The xanthine oxidase inhibitor allopurinol is by far the most commonly used hypouricemic agent and is the best drug to lower serum urate in overproducers, urate stone formers, and patients with renal disease. It can be given in a single morning dose, 100–300 mg initially and increasing up to 800 mg if needed. In patients with chronic renal disease, the initial allopurinol dose should be lower and adjusted depending on the serum creatinine concentration; for example, with a creatinine clearance of 10 mL/min, one generally would use 100 mg every other day.
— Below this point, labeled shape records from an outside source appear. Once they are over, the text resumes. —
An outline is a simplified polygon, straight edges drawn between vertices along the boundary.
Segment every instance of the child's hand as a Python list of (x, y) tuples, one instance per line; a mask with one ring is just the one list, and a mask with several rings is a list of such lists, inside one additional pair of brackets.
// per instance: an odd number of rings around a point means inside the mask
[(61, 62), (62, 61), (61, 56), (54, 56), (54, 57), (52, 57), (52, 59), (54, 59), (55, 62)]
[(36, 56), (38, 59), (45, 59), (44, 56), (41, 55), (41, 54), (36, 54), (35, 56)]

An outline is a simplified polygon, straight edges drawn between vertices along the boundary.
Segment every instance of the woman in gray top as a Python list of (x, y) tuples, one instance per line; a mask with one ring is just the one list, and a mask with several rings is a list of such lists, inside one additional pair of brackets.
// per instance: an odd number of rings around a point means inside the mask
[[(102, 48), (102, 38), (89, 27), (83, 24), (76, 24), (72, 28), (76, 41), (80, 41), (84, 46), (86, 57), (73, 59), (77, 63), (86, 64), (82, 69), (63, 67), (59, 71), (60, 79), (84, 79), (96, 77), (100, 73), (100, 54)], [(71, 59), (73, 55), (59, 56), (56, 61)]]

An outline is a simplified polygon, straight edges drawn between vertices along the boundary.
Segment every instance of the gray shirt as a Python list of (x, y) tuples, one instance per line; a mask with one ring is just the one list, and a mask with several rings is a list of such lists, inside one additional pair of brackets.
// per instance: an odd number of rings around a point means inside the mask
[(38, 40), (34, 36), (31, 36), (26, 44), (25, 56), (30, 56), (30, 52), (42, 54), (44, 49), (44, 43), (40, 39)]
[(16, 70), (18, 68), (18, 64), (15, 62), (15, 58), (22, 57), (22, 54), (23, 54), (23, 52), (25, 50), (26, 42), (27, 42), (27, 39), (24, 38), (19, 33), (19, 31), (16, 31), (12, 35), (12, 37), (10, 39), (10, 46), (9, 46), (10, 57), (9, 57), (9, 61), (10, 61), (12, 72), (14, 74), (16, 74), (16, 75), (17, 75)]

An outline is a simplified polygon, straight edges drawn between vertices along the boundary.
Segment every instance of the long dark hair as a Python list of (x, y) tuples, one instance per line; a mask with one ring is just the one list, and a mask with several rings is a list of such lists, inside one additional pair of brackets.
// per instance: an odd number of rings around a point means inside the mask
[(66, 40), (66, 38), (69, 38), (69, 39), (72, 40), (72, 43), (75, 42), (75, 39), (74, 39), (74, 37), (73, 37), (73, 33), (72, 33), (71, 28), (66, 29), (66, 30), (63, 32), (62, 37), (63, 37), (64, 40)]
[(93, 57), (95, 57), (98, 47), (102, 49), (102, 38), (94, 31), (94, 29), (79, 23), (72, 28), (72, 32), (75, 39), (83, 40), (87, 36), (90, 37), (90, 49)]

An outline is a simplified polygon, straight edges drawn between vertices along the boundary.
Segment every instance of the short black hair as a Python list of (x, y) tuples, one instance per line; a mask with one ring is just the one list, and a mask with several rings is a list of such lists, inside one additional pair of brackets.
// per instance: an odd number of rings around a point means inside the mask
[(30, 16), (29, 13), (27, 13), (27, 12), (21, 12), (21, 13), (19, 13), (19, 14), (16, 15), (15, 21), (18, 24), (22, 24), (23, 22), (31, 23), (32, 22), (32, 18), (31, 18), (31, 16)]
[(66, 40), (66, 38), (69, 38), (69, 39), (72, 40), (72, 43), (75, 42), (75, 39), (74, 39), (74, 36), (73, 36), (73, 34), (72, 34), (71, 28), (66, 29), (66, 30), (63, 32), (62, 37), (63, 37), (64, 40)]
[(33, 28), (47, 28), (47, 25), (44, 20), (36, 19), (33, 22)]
Doses can be increased gradually to reach the target urate level of 6 mg/dL; however, more studies are needed to provide exact guidance. Toxicity of allopurinol has been recognized increasingly in patients who use thiazide diuretics and patients allergic to penicillin and ampicillin. The most serious side effects include life-threatening toxic epidermal necrolysis, systemic vasculitis, bone marrow suppression, granulomatous hepatitis, and renal failure. Patients with mild cutaneous reactions to allopurinol can reconsider the use of a uricosuric agent, undergo an attempt at desensitization to allopurinol, or take febuxostat, a new, chemically unrelated specific xanthine oxidase inhibitor. Febuxostat is approved at 40 or 80 mg once a day and does not require dose adjustment in mild to moderate renal disease. Patients can also pay increased attention to diet and should be aware of new alternative agents (see below). Urate-lowering drugs are generally not initiated during acute attacks but after the patient is stable and low-dose colchicine has been initiated to decrease the risk of the flares that often occur with urate lowering. Colchicine anti-inflammatory prophylaxis in doses of 0.6 mg one to two times daily should be given along with the hypouricemic therapy until the patient is normouricemic and without gouty attacks for 6 months or as long as tophi are present. Colchicine should not be used in dialysis patients and is given in lower doses in patients with renal disease or with P gylcoprotein or CYP3A4 inhibitors such as clarithromycin that can increase toxicity or colchicine. Pegloticase is a new urate-lowering biologic agent that can be effective in patients allergic to or failing xanthine oxidase inhibitors. New uricosurics are undergoing investigation.